The Super Bowl was a microcosm of the season for this battle-tested team. Woodson going down looked like a game-changer. He broke his collarbone when diving after a pass.

"I knew it was broken," he said. "I've broken a few bones in my time."

Out went Woodson, in came the reserves. Out went Driver, in came Jordy Nelson. Even Nelson was banged up. When meeting with the media, he shifted in his chair and winced in pain, like someone had stuck him in the ribs with a sharp object. When asked what hurt, he replied, "Everything."

It's a testament to the team's depth and toughness. Football, really, hasn't seen anything like this team in a long time.

"This is unbelievable when you think about it," Nelson said. "It's just the way our year has been. We go into halftime and then we come out without Donald Driver and Charles Woodson. Guys had to step up and play. That is how it's been all year."

Initially, Woodson was going to try and return. Then he stared at the X-ray. There was a deep jagged line and he knew. He knew.

Body in, body out. One man's blown knee is another man's opportunity.

The truth is that the Steelers were supposed to be the tough team. In reality, it was the Packers. "I could sense both teams were tired," Jenkins said. "We were exhausted. The Super Bowl made us more tired because of the excitement. But we outlasted them. We made the plays when we needed."

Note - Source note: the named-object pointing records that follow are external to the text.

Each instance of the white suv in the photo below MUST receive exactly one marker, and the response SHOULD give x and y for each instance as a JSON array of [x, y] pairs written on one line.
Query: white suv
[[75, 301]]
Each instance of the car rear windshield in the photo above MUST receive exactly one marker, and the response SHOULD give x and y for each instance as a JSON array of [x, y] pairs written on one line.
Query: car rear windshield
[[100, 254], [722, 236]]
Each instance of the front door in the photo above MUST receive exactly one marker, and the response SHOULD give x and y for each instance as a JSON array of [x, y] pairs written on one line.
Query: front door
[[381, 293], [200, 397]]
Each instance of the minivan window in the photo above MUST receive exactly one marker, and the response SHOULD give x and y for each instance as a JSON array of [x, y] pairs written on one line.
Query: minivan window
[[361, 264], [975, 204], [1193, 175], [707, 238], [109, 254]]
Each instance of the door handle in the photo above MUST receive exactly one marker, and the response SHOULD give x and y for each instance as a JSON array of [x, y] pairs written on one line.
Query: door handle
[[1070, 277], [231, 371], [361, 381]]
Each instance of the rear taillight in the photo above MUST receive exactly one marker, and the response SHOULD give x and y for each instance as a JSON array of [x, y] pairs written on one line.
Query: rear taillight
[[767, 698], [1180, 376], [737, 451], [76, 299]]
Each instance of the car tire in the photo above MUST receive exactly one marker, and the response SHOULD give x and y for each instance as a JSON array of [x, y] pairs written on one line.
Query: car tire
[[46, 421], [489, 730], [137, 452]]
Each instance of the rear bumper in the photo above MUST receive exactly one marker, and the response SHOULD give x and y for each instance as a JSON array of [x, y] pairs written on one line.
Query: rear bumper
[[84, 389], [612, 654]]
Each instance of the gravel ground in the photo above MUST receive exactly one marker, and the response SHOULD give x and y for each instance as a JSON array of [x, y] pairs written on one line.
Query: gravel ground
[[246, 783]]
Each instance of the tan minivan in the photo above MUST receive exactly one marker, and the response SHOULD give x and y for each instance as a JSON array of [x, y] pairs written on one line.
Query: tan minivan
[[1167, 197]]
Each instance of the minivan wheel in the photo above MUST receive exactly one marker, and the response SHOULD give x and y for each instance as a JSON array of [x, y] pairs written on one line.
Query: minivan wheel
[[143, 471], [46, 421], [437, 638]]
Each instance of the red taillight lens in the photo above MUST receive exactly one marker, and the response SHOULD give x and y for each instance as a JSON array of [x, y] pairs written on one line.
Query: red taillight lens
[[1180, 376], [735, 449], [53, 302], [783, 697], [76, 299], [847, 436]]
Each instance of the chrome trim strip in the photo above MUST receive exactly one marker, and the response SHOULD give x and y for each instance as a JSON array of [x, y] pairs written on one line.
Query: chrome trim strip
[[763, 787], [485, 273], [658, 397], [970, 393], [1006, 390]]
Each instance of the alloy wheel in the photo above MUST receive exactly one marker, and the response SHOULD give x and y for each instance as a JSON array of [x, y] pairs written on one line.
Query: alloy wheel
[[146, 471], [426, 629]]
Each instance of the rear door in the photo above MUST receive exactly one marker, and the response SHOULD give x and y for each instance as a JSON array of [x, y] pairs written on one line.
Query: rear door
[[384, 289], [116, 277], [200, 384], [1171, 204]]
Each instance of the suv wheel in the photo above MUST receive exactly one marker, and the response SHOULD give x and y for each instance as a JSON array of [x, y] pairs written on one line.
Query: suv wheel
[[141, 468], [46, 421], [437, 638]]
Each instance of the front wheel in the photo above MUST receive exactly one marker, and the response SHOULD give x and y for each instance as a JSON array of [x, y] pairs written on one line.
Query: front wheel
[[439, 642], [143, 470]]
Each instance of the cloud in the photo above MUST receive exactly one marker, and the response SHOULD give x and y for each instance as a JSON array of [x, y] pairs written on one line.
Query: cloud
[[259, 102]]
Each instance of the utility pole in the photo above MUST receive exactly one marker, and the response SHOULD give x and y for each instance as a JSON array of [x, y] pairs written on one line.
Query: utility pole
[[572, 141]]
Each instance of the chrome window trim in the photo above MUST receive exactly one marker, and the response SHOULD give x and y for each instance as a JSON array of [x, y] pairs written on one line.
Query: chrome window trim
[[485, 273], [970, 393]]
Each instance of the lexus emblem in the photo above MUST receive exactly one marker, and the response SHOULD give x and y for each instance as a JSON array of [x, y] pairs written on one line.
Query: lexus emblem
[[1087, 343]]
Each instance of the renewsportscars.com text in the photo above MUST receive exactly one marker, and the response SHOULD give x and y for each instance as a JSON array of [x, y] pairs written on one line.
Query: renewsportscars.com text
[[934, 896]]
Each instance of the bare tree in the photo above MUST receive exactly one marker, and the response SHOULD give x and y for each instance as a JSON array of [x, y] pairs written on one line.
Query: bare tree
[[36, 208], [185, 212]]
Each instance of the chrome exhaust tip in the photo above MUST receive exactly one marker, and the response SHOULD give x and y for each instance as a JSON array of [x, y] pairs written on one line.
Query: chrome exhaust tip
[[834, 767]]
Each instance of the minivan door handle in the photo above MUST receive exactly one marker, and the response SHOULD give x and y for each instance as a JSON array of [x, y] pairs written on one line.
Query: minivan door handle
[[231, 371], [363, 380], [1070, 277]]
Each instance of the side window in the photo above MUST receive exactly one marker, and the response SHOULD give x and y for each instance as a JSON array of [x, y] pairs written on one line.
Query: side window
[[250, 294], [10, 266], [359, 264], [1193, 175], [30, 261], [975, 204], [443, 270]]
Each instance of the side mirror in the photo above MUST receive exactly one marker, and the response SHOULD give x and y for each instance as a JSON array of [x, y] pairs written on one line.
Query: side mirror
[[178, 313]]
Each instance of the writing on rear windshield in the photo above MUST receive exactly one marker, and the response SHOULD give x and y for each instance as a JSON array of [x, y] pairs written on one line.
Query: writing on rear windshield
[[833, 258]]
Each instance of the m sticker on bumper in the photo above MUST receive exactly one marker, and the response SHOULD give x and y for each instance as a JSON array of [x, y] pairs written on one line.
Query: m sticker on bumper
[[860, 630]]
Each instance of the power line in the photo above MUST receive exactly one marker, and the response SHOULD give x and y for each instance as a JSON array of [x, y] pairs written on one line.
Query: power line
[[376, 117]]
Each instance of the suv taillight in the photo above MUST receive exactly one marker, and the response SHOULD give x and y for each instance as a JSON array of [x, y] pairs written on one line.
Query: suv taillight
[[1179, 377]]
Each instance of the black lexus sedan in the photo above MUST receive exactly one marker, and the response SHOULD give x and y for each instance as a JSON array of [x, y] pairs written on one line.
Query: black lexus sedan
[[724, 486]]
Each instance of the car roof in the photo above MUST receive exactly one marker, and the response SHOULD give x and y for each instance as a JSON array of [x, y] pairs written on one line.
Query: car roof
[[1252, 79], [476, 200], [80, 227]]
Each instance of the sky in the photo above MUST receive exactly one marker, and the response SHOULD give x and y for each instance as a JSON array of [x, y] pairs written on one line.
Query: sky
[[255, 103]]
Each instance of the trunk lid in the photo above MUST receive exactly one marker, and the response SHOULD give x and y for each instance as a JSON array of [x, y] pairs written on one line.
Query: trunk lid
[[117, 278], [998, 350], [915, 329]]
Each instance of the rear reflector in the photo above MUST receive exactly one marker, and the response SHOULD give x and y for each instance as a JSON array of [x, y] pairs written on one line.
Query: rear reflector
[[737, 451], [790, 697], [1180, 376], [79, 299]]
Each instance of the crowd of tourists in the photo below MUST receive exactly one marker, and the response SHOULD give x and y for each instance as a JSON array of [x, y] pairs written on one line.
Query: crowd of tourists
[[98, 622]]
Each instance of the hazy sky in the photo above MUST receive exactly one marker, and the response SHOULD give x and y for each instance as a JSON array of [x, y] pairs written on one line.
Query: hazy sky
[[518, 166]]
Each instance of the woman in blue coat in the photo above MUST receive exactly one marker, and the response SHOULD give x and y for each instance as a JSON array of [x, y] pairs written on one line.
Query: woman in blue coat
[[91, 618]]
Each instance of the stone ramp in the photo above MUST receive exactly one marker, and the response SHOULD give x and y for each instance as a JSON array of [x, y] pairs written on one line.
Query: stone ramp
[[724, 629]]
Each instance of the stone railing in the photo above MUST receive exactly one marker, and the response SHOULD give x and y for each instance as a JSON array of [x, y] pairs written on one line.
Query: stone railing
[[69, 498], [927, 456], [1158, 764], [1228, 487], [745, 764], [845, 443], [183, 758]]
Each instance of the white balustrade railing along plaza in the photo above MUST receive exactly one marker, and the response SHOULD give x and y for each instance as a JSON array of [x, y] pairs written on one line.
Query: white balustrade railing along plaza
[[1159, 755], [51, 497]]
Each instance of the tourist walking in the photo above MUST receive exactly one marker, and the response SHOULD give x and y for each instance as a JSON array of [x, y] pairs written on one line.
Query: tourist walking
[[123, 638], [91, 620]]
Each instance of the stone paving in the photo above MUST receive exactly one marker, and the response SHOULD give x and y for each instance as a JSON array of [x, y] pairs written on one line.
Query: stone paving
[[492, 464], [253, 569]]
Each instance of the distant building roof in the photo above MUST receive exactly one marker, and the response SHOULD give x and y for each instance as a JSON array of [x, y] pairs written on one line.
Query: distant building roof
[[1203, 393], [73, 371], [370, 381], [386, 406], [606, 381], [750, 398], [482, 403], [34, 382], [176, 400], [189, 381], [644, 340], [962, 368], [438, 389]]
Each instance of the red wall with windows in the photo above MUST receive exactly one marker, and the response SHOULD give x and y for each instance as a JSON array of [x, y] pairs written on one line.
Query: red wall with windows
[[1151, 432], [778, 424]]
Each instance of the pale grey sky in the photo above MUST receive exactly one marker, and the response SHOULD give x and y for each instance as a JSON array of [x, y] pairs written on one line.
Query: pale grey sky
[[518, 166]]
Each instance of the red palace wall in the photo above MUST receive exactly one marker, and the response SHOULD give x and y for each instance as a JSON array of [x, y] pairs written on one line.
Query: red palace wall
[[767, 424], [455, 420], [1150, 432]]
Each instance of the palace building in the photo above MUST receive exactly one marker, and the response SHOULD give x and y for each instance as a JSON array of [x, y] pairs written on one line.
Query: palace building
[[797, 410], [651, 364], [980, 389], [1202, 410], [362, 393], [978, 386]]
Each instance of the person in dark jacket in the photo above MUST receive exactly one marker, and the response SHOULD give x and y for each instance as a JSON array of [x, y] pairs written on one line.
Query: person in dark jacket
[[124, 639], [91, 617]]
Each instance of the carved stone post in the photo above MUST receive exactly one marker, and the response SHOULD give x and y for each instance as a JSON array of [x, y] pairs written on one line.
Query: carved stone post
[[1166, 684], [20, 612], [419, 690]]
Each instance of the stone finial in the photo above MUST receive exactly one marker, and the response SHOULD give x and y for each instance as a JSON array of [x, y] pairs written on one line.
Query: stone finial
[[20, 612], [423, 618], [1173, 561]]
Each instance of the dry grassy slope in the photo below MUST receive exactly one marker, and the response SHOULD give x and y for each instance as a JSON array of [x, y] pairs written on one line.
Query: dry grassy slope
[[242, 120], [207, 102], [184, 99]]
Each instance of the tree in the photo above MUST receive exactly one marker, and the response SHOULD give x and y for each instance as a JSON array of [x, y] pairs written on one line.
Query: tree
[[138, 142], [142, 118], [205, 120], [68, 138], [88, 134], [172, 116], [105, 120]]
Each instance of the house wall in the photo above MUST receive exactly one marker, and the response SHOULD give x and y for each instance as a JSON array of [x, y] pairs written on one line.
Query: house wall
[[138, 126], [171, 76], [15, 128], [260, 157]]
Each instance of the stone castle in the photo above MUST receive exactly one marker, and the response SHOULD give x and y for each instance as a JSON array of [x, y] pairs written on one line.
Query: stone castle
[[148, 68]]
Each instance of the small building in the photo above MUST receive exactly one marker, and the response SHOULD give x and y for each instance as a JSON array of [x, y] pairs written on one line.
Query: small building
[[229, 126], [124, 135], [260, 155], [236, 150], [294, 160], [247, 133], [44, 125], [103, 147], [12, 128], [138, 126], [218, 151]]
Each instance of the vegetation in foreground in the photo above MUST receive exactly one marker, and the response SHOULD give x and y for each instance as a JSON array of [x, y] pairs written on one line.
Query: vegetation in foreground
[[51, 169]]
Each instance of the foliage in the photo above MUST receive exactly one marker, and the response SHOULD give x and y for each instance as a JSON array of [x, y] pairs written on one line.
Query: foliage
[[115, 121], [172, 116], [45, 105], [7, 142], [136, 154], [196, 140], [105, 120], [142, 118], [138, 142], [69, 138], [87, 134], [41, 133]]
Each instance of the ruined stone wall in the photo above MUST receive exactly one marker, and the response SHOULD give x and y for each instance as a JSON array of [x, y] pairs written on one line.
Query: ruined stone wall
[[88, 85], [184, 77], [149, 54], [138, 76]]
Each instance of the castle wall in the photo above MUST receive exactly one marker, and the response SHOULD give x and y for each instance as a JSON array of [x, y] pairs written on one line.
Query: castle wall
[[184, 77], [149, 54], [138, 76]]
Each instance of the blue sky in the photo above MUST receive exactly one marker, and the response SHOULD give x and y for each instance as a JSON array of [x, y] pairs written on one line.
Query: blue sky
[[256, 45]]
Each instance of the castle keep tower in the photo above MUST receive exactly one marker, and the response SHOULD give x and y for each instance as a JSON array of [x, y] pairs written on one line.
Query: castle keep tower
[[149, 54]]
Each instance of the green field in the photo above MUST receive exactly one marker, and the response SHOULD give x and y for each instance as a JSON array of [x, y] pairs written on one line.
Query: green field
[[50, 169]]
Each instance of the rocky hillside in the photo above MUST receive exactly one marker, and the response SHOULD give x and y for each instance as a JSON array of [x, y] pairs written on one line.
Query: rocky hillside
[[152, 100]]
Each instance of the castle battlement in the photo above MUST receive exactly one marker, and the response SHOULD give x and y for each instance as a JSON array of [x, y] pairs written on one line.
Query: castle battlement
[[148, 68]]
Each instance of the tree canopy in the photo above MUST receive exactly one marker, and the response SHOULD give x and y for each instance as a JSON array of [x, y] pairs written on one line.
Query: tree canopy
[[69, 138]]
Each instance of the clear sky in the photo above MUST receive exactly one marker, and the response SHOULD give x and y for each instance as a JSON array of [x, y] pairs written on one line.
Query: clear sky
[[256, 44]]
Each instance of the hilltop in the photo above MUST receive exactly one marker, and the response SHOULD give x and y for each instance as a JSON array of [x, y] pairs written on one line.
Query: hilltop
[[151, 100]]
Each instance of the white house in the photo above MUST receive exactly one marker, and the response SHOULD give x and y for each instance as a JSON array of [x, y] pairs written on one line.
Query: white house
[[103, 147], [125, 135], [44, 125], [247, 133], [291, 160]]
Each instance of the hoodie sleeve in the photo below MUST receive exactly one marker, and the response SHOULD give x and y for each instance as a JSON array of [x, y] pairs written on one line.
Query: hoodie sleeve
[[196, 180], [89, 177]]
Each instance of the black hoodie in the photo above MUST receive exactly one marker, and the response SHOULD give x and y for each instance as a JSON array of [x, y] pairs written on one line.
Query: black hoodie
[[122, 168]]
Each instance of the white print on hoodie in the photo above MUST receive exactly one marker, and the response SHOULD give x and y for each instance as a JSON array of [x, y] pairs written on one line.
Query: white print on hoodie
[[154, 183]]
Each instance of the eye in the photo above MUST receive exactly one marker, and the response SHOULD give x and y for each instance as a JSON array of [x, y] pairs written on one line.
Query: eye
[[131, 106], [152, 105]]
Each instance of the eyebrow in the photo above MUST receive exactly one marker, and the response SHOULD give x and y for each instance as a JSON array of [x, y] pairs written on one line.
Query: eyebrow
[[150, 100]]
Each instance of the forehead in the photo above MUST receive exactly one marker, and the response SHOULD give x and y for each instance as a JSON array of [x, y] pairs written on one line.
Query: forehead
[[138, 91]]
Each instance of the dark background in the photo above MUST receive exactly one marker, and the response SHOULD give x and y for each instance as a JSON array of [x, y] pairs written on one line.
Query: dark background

"I was dehydrated," Green Bay's B.J. Raji said. "But so what. It was the Super Bowl and considering everything we've been through we felt like nothing could stop us."

During the season, as the injuries mounted, McCarthy could sense doubt creeping into the bloodstream of his team. So in one meeting, later in the season, he had a message, a very stern one. His message lasted until this day, this great day for Green Bay.

"Mike slapped us in the face," Sitton said. "'Stop feeling sorry for yourselves and let's win some games.' That was all we needed."

Because these are the Packers. They win. That's what they do.